What add_input does not receive is a row per policy. The per-scenario projection — a frame with one row per (policy_id, scenario_id) — is reduced inside the scenario by the within parameter (sum, mean, max, …) before it reaches your aggregator. This means:
- You don't write a Python loop over rows. The within-reduction is a polars expression and runs at speed.
- For an aggregator that genuinely needs per-policy data inside a single scenario (rare), use
Skewness.of(pl.col("loss"))to override the within-reduction with a raw expression.
The framework cross-joins your ActuarialFrame with the batch's scenario_id column before model_fn runs, so every scenario sees every policy — that's where model_fn produces the columns your aggregator reads. The aggregator itself never sees individual policies.
requires_scenario_id — when you need the scenario name¶
ArgMin / ArgMax are special: they need to remember which scenario produced the extreme value, not just the value. They opt in via a class attribute:
from typing import ClassVar
@scenario_aggregator("ArgWorstLossRatio")
@dataclass(frozen=True)
class ArgWorstLossRatio(BaseAggregator):
"""Scenario_id of the worst loss ratio observed."""

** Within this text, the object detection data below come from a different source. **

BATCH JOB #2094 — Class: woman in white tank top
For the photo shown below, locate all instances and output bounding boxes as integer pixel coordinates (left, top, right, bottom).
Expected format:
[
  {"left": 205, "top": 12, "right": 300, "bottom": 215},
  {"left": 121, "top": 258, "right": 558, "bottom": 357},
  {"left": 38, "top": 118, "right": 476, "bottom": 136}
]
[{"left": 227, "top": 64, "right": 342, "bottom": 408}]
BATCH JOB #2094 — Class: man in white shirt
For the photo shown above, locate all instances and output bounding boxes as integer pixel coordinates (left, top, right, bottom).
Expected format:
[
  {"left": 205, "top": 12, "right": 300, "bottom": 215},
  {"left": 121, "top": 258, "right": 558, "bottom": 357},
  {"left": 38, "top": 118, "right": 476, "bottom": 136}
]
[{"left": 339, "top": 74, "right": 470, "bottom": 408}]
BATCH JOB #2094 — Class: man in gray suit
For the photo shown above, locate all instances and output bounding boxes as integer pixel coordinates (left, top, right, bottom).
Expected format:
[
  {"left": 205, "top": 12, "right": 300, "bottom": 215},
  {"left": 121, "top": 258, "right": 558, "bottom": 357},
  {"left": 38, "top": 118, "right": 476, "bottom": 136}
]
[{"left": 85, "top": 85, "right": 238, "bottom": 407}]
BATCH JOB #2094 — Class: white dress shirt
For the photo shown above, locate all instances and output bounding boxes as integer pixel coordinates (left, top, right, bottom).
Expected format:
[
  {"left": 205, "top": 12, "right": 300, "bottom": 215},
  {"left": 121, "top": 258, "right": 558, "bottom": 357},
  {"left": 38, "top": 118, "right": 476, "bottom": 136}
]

requires_scenario_id: ClassVar[bool] = True
def add_input(self, state, value):
# `value` is now a (scenario_id, scalar) tuple instead of just scalar
sid, ratio = value
...
With requires_scenario_id = True, the framework packs (scenario_id, value) into add_input instead of passing the bare value. Set it on classes that need to return a scenario identity rather than a scalar.
Where this lands in the bigger story¶
A custom aggregator participates in everything you've seen on the previous pages: the Sum / CTE mix on the aggregators page, the ScenarioRun plan layer, the audit chain, the YAML round-trip. There's no separate "custom path" — it's the same path the built-ins use.